The protocol remains DeFi’s largest exchange by far, processing roughly $148.5 billion in trading volume over the past 30 days across 36 chains, according to DefiLlama data.

Its mainstay Ethereum-based service accounted for $15.9 billion, followed by BNB Chain at $4.7 billion and Arbitrum at $3.3 billion. That activity generated about $227.4 million in fees during the same period — annualized at $2.77 billion — but none of it currently accrues to UNI holders.

However, under the “UNIfication” framework, roughly one-sixth of trading fees would flow into a protocol revenue pool, equivalent to about $130 million annually based on current activity.

(DefiLlama)

Combined with the proposed 100 million UNI burn, the fee switch implies a 2.5% annual supply reduction, creating a quasi-buyback dynamic that directly links network activity with token scarcity.

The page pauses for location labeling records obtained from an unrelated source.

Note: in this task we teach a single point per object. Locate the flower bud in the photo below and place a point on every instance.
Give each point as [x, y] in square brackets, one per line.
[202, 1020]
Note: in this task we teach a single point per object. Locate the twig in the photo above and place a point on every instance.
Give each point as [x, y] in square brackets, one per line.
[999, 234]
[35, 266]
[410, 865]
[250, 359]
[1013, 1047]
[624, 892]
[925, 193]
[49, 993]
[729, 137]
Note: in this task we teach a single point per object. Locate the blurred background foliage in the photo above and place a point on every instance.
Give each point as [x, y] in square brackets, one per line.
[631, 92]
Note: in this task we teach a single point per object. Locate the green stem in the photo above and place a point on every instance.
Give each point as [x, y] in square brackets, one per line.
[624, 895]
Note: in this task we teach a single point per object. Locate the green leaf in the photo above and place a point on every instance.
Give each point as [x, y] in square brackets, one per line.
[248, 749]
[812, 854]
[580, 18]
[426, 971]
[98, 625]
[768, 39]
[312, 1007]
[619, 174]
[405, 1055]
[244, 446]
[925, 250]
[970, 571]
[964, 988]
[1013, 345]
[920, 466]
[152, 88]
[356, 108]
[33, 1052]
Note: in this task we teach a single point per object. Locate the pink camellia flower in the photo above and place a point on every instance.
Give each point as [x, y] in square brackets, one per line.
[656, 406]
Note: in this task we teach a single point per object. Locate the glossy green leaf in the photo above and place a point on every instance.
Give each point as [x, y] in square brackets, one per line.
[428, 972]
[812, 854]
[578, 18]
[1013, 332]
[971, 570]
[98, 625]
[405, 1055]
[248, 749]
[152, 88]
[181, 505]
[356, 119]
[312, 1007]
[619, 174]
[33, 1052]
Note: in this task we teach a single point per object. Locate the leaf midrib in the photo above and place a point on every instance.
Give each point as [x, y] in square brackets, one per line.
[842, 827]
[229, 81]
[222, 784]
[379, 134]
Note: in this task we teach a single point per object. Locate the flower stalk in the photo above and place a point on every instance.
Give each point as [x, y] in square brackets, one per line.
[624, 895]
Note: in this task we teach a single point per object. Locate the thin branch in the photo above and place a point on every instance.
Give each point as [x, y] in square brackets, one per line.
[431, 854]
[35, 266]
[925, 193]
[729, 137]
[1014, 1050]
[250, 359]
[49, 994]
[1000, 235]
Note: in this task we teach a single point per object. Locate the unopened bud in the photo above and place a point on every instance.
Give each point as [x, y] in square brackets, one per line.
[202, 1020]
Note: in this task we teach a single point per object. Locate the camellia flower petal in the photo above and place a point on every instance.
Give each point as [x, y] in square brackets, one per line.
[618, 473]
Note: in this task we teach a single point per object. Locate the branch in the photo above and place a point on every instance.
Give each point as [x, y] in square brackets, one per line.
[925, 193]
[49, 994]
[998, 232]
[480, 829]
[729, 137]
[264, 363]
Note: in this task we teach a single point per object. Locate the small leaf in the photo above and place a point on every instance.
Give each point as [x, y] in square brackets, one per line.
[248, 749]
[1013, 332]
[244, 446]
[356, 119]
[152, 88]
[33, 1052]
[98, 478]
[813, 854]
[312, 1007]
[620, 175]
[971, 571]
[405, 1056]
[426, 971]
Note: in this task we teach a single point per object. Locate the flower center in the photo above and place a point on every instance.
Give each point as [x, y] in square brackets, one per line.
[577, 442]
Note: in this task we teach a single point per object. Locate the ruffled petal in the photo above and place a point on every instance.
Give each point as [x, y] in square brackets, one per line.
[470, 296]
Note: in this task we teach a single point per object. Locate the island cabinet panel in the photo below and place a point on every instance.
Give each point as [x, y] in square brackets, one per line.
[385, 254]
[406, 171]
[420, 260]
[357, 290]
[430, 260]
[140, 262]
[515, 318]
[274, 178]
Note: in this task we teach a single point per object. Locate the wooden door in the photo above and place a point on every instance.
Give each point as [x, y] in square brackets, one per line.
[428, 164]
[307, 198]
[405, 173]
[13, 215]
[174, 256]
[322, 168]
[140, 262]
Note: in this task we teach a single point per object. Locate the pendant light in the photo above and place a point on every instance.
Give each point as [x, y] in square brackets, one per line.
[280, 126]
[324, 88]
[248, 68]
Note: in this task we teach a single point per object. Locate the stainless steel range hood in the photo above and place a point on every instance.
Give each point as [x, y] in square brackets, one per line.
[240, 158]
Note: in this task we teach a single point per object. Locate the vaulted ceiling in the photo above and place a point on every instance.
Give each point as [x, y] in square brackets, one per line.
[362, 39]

All of this taken together could see Uniswap offer an implied yield of around 3% annually under moderate volume growth, positioning it as DeFi’s first major “cash flow” governance asset.

Implied yield represents the expected return a liquidity provider can earn from trading fees, calculated by assuming zero impermanent loss and solving for the asset’s volatility.

Volumes by chain. (DefiLlama)

Yet the bigger shift may lie in structure, not yield.

By folding the Foundation into Labs, Uniswap is effectively moving from a grant-based governance model to an execution-first operating company. That centralization may alienate some DAO purists, but it also mirrors what investors have demanded from DeFi blue chips: clarity, accountability, and measurable value capture.

That strategy has helped tokens such as Hyperliquid’s HYPE, whose buyback mechanisms have propelled the token up 900% in the past year amid a generally flat year for the broader market.

If passed, “UNIfication” would align Uniswap with a new phase of DeFi economics — one where token price is driven not by governance hype, but by real protocol earnings.